"Change not welcomed in SGA?"
Julie Arrington
November 30, 2002

In 1996, the Student Government Association made its return to the University of Alabama campus, and in the eight years since, many claim the SGA has not made a good show of ethical and responsible behavior.

In 2002, the group Students for a Better SGA sponsored a cookout on the Quad where candidates would be speaking. An ad for the cookout, posted in the Crimson White a day before, gave candidates and voters the impression that all candidates would be given the opportunity to address the crowd. Independent candidates such as black presidential candidate Mario Bailey, however, were not allowed their time in the spotlight.

"When I got there," Bailey said, "I wasn't allowed to speak."

The Independent Voters Association filed a complaint with the Student Election Board against the Students for a Better SGA's nominees, saying they not only participated in an event where only certain candidates were permitted to speak, but the group also failed to disclose all cookout expenses.

What some say should have been a disqualification turned out to be a small fine, community service and non-academic probation for those who involved. Although current SGA President Katie Boyd also attended, charges against her were dropped by the IVA.

Only a few years before the cookout debacle, another black independent presidential candidate, Fabian Zinga-Kanza, received death threats and his campaign advertisements fell victim to racist graffiti. This was taken by many as proof that Zinga-Kanza posed a real threat to taking the coveted SGA presidential throne. Although he did not win, voter turnout that year was extremely high.

With the recent curfew placed on Tuscaloosa's watering holes, the SGA again took much heat. Many students expressed the sentiment that the curfew was arbitrary and felt they had solid reasons to expect the SGA to represent those views.
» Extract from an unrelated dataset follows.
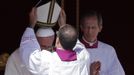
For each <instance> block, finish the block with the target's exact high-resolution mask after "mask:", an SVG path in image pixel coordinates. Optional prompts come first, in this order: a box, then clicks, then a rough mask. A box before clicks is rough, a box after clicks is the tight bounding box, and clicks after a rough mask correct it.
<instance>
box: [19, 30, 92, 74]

This did not happen.

The SGA, responsible for representing the entire student body, voted almost unanimously in support of the curfew, thus stirring more dislike for the students' governing body.

Also this year, voting on campus fell victim to Internet fraud. Reports of false student identification numbers were filed and voting had to be redone, with little change in the results.

Incidents such as these and others have the student body wondering what's going on.

Many blame the Machine, believed to be a small group of white sorority and fraternity members who work solely to influence campus politics. The Machine was also the reason why the SGA was banned in 1993 and, since the recent comeback of the SGA in 1996, it has been assumed the Machine no longer exists.

Others say part of the problem is due to a lack of independent voter turnout. Ironicly, although the Greek population on campus is in the minority, the SGA consists mostly of Greek students.